放課後、最終下校時間までみっちりと古典のイロハを詰められた僕は、すっかり和歌愛好家になっていた。今ならきっと老人の歌会にだって混じれる。帰ったらまずは季語のインプットだ。そう意気揚々として校門を出たのだが、

「もう和歌なんて一生やるもんか、散々だよ全く!」

百メートルもすれば、意欲もなにもなくなっていた。

「なんだかゲッソリしてますね」

少し前を歩いていた結愛が、鞄を膝で抑えて、こちらを振り返る。単に目の保養になった。全てが若く、そして瑞々しい。

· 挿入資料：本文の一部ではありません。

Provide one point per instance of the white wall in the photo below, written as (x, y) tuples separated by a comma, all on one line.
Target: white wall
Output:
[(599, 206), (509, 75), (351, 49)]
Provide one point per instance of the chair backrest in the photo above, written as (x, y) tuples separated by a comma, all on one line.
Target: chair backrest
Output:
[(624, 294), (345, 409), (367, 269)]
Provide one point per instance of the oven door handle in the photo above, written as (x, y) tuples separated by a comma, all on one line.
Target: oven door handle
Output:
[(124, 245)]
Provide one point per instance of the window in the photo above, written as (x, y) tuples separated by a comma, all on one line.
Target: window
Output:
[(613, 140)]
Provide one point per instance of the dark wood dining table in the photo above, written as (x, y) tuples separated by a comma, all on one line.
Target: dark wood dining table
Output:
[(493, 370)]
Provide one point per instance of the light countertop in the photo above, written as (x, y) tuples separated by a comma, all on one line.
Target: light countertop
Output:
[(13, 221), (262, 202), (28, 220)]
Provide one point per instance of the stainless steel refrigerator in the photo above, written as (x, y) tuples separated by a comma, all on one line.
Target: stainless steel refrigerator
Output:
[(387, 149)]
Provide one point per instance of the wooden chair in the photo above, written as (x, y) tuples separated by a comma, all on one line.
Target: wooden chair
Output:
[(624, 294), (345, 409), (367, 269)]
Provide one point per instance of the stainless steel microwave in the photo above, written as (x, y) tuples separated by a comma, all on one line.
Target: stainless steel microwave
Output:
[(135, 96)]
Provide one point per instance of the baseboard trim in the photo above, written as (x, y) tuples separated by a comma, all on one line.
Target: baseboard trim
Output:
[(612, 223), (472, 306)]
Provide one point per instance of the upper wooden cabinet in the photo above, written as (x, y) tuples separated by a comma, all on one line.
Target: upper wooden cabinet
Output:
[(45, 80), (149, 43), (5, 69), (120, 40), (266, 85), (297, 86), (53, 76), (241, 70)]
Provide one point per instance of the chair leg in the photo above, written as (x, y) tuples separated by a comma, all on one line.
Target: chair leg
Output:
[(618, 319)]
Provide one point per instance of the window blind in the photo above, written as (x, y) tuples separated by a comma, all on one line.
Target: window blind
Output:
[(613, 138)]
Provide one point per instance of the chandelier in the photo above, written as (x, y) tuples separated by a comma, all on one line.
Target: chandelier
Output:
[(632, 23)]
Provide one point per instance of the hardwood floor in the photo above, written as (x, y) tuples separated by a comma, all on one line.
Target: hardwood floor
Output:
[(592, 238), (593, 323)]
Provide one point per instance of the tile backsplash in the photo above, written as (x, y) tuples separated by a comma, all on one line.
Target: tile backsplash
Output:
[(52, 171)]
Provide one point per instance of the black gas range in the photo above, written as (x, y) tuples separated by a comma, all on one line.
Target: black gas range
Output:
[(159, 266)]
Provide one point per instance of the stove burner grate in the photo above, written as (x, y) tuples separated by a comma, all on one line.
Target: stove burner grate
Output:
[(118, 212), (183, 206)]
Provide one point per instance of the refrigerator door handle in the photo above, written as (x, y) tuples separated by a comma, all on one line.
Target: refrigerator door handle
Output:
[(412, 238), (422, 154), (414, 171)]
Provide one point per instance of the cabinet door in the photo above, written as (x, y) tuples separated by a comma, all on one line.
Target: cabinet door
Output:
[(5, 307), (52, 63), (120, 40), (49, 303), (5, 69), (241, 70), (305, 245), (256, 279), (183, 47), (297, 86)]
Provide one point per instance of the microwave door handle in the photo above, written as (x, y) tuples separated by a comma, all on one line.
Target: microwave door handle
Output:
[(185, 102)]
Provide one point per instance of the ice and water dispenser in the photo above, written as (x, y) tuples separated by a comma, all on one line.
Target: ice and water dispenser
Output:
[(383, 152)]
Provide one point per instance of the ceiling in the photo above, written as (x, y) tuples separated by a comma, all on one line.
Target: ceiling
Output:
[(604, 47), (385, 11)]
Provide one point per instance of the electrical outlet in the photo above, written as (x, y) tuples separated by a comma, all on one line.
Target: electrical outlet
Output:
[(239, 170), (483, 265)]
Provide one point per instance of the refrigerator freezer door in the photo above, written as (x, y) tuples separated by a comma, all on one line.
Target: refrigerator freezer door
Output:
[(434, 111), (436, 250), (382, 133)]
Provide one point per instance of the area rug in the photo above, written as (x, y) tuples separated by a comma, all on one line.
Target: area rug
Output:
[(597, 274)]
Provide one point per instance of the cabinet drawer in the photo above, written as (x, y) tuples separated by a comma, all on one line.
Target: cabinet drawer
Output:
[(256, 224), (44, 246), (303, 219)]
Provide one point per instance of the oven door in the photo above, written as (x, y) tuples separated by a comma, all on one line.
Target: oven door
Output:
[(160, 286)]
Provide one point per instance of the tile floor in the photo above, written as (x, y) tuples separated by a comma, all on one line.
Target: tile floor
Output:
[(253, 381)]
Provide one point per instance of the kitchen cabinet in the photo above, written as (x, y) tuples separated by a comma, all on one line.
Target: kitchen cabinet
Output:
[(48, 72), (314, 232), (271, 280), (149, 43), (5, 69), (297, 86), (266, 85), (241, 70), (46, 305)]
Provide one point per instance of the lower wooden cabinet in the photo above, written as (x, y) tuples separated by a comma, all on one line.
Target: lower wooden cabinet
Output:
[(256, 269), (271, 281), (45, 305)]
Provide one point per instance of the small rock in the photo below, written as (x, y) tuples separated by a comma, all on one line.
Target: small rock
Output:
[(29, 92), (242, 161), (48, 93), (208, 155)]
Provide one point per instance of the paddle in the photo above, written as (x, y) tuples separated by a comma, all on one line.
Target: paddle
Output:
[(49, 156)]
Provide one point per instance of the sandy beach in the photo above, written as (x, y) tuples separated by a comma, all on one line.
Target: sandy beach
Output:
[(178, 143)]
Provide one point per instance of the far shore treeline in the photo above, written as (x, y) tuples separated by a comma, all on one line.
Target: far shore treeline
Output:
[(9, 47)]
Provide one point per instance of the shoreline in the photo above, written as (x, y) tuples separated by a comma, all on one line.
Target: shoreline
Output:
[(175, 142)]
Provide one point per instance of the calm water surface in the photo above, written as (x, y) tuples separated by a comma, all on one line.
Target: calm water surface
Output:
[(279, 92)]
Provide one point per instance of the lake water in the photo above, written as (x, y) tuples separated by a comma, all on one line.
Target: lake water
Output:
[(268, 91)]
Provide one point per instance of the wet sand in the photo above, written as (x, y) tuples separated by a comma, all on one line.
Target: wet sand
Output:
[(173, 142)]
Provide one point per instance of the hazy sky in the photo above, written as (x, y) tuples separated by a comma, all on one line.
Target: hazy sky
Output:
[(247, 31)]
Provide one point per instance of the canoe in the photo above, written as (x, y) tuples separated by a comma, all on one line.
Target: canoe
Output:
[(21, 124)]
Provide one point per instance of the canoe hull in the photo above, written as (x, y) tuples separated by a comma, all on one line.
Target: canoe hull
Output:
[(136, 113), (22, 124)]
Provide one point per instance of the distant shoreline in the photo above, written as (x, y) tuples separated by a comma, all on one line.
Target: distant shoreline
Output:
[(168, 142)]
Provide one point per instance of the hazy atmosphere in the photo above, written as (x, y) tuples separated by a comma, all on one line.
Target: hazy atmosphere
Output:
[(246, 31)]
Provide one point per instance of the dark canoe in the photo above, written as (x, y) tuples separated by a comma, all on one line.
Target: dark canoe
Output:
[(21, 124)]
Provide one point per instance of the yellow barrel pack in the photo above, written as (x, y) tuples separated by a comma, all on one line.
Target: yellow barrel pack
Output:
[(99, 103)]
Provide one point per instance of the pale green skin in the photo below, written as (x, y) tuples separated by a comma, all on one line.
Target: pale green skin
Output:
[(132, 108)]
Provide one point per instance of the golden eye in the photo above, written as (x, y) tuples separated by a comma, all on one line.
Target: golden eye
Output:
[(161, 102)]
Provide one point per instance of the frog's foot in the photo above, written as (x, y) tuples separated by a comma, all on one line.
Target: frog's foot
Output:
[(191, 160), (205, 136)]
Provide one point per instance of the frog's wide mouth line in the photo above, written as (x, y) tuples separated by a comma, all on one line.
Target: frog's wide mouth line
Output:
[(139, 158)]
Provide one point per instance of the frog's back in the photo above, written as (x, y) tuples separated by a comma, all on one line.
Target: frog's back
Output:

「そりゃあそうさ。まさか五十路を奔走する教師に迫られるなんて。職権濫用も甚だしいよ」

ついさっき、間近に見てしまった肌の荒いキメ、唇のカサつきに比べたら、尚更だ。

「でもそもそもは、ご主人様が招いた事態ですよ。召喚キャラを使った作戦なんて。私は止めましたし」
「うっ、……いけると思ったんだよ。成功してたら、それこそ告白できたと思うんだ」
「リスクを背負いすぎです。澄鈴さんに嫌われてた可能性だってあったんですよ」

危険は付き物だろう、一発逆転の秘策なのだから。

「正攻法でもよかったんじゃないですか。飛び道具に頼らなくても」
「それって印象アップ作戦のこと? それだけってほど、悠長にはいられないよ」

なにせあと五日。土日も含んでいるから、自然に澄鈴と接触できるのはあと三日しかない。
進歩はあるとはいえ、もっと一足飛びに成果を上げたくもなる。

「まだチャンスはありますよ。金曜日のクラス会なんか、ちょうどいいのでは? 一気に男として意識させちゃいましょう。それから思いをそのままに、愛の告白を!」
「え、なにそれ」
「なにって愛の告白、ですか? うーん、たとえば」
「いやいや。じゃなくて、そのもっと前」

クラス会だなんて、

「あら。もしかして誘われてないんですか」

初耳も初耳だった。

「ボーリング場でやるみたいですよ、吉田くんが主催で」

またあいつかよ! 僕を目の敵にしやがって。

「でも今日あたりお誘いあるんじゃないでしょうか。なにせ吉田さんは今ご主人様にゾッコンですから」
「嬉しくないなぁ」
「キューピット作戦、ある意味成功ですね、ふふっ。懲りましたか? なら明日からはちゃんと」
「ねぇ結愛、まだ別のキャラも召喚できるんだよね」
「えぇ、できますが。ご主人様もしかして」

うん。その、もしかして★。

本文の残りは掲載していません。